Das BQI kann sowohl als Leitfaden für ein neu zu errichtendes Gebäude, wie im Falle von Biosphera 3.0, als auch als Checkliste für ein bestehendes Gebäude verwendet werden. Bei Letzterem gibt die Endpunktzahl – gegeben durch einen Prozentwert – auch den Verbesserungsbedarf für eine effektive Regeneration an.
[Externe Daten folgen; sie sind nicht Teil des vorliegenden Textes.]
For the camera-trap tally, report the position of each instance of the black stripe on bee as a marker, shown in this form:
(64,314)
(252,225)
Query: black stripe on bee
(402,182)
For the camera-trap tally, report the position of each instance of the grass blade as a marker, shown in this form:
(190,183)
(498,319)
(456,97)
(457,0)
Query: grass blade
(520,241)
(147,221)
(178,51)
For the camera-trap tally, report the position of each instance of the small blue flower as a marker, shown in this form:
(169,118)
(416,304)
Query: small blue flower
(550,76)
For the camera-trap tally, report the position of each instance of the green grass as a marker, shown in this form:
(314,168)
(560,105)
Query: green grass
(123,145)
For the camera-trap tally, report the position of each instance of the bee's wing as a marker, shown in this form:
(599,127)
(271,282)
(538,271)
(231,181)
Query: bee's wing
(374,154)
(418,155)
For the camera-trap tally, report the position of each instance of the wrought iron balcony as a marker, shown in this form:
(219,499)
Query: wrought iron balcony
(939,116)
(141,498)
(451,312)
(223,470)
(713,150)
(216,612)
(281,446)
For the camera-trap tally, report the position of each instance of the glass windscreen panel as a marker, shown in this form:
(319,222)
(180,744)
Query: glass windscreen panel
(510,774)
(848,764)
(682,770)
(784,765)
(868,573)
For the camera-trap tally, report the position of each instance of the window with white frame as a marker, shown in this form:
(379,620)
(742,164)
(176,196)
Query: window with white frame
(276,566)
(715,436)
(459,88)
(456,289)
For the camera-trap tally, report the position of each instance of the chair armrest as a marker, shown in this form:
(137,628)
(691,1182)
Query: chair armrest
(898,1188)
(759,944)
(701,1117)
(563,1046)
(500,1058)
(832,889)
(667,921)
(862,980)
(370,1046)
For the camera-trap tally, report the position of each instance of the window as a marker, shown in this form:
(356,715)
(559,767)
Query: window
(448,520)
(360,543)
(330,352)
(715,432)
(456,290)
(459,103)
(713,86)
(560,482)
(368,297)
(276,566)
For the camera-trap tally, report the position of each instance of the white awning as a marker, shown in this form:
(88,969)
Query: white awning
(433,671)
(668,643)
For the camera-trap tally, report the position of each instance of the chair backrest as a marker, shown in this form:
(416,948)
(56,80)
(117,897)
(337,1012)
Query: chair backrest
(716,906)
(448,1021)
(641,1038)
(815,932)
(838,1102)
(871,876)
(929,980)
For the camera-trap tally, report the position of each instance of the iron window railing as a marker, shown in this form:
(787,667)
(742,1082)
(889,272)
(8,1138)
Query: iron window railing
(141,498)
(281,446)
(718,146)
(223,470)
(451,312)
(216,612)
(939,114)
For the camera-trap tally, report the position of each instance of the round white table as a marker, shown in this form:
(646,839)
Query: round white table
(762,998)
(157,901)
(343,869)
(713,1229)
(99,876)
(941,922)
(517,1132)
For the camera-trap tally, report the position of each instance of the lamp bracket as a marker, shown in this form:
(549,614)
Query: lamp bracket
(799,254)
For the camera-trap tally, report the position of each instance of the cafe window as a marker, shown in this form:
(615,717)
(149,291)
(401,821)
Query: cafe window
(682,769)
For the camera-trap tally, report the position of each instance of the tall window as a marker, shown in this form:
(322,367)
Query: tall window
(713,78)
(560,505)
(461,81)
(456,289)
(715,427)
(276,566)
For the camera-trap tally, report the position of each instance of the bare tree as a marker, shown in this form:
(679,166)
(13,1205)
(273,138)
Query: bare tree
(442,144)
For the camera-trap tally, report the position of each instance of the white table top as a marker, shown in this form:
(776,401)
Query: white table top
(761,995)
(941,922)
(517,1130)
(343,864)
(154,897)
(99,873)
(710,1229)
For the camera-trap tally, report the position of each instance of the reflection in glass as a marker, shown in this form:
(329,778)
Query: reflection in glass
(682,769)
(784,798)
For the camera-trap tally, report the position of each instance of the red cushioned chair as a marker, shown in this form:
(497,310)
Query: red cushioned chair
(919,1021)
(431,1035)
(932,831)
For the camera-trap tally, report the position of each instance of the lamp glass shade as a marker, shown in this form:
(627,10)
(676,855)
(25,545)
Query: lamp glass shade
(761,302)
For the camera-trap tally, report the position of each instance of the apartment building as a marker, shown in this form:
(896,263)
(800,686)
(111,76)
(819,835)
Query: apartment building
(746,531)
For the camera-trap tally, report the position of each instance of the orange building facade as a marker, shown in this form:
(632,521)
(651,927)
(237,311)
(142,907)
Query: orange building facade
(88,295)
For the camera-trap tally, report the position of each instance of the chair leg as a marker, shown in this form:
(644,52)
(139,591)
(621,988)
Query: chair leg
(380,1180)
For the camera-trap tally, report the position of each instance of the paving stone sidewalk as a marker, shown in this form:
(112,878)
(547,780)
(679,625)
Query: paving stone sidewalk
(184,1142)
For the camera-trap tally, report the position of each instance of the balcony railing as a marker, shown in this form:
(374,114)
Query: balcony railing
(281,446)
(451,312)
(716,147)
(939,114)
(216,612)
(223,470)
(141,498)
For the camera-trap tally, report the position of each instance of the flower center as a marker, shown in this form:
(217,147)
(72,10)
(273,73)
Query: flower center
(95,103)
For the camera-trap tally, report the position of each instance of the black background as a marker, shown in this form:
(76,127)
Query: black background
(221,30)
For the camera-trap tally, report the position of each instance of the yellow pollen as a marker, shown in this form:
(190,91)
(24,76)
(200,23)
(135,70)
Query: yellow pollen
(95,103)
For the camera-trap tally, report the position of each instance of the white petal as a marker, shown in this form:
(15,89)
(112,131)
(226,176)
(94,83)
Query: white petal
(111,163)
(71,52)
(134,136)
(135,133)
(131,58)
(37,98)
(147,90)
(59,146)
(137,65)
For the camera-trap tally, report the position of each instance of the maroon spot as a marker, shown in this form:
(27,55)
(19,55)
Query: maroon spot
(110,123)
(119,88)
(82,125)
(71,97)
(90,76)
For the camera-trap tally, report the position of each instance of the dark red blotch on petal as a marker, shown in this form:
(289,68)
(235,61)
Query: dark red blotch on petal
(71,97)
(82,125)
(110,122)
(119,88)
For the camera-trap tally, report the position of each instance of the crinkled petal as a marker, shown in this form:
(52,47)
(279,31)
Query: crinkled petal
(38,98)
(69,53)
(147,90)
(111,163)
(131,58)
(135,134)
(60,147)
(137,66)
Die Bewertung objektiver Parameter, die sich auf das Vorhandensein/die Abwesenheit physikalisch-ästhetischer Merkmale der Umgebung bezieht, ermöglicht es, festzustellen, wie sehr das Gebäude mit dem biophilen Design übereinstimmt und vor allem, wie sehr das Design kognitiv nachhaltig ist, d.h. regenerative Vorteile bietet.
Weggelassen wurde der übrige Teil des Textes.